ALBANY – Republicans in the state Senate are claiming that the new federal immigration order could end up costing New York as much as $2 billion in Medicaid costs.

In a letter Monday, Republican Leader Dean Skelos estimated that as many as 300,000 immigrants could enroll in Medicaid under the federal policies ordered last month by President Obama.

“New York state will likely be forced to cover 100 percent of the cost because these newly protected immigrants are not eligible for federal funds,” Skelos, R-Nassau County, wrote to Sens. Charles Schumer and Kirsten Gillibrand.

Immigration rights groups and fiscal experts questioned Skelos’ projections, saying he is assuming that everyone eligible would apply. Other estimates put the impact on New York Medicaid program at about $1 billion or less.

“While Skelos could be accused of exaggerating for political effect, a much more cautious estimate still yields a significant impact in the context of New York’s Medicaid budget,” E.J. McMahon, president of the conservative Empire Center for State Policy, wrote on his blog Tuesday.

The state has yet to weigh in on what the cost of the new immigration rules will have on New York, which has a large immigrant population.

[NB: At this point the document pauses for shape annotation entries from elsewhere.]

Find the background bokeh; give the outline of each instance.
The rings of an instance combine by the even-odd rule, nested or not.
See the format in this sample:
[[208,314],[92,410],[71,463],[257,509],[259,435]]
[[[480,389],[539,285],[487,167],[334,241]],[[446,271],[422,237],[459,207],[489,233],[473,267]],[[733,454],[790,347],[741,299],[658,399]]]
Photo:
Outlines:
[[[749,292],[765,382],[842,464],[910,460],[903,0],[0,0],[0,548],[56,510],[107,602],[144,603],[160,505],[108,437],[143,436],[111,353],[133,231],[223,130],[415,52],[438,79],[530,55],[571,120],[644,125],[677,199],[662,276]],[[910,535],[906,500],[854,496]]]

The state Department of Health on Thursday said it was reviewing the president’s order.

Gov. Andrew Cuomo will release his budget proposal in late January for the fiscal year that starts April 1.

New York has the most expansive and expensive Medicaid program in the nation. It costs $58 billion a year and has more than 5 million enrollees.

Under the Affordable Care Act, 55 percent of the nearly 1 million enrollees in New York this year enrolled in Medicaid, the federal program for the poor and disabled, a state report in June showed.

Unlike some states, New York is required to provide Medicaid to immigrants under Obama’s order because of a 2001 state Court of Appeals decision on eligibility rules.

But it won’t be near the 300,000 new enrollees Skelos estimated, some experts said. For one, New York’s Medicaid program already covers children and pregnant women, regardless of immigration status.

Also, the federal rules will allow some immigrants to be covered by private and employer-based insurance once they have work permits, while others would exceed the income eligibility for Medicaid.

Schumer spokesman Max Dworin said the better solution is for the Republican-controlled House to pass immigration reforms.

“It would fix our broken immigration system and ensure that those not yet legal pay taxes and a fine, learn English and get in line behind those already waiting in the immigration system for legal status,” Dworin said in a statement.

Jackie Vimo, director of regional advocacy for the New York Immigration Coalition, said the new rules would provide health insurance to people who didn’t have it — which would be a cost savings over the long term.

New York spent $528 million in 2011 on emergency Medicaid expenses for nearly 30,000 illegal immigrants, Kaiser Health News estimated last year.

“It just doesn’t make sense to have a health-care system where you have a large portion of the population using the emergency rooms to access health care services,” Vimo said. “Part of the health-care reform was about reducing the number of uninsured nationally.”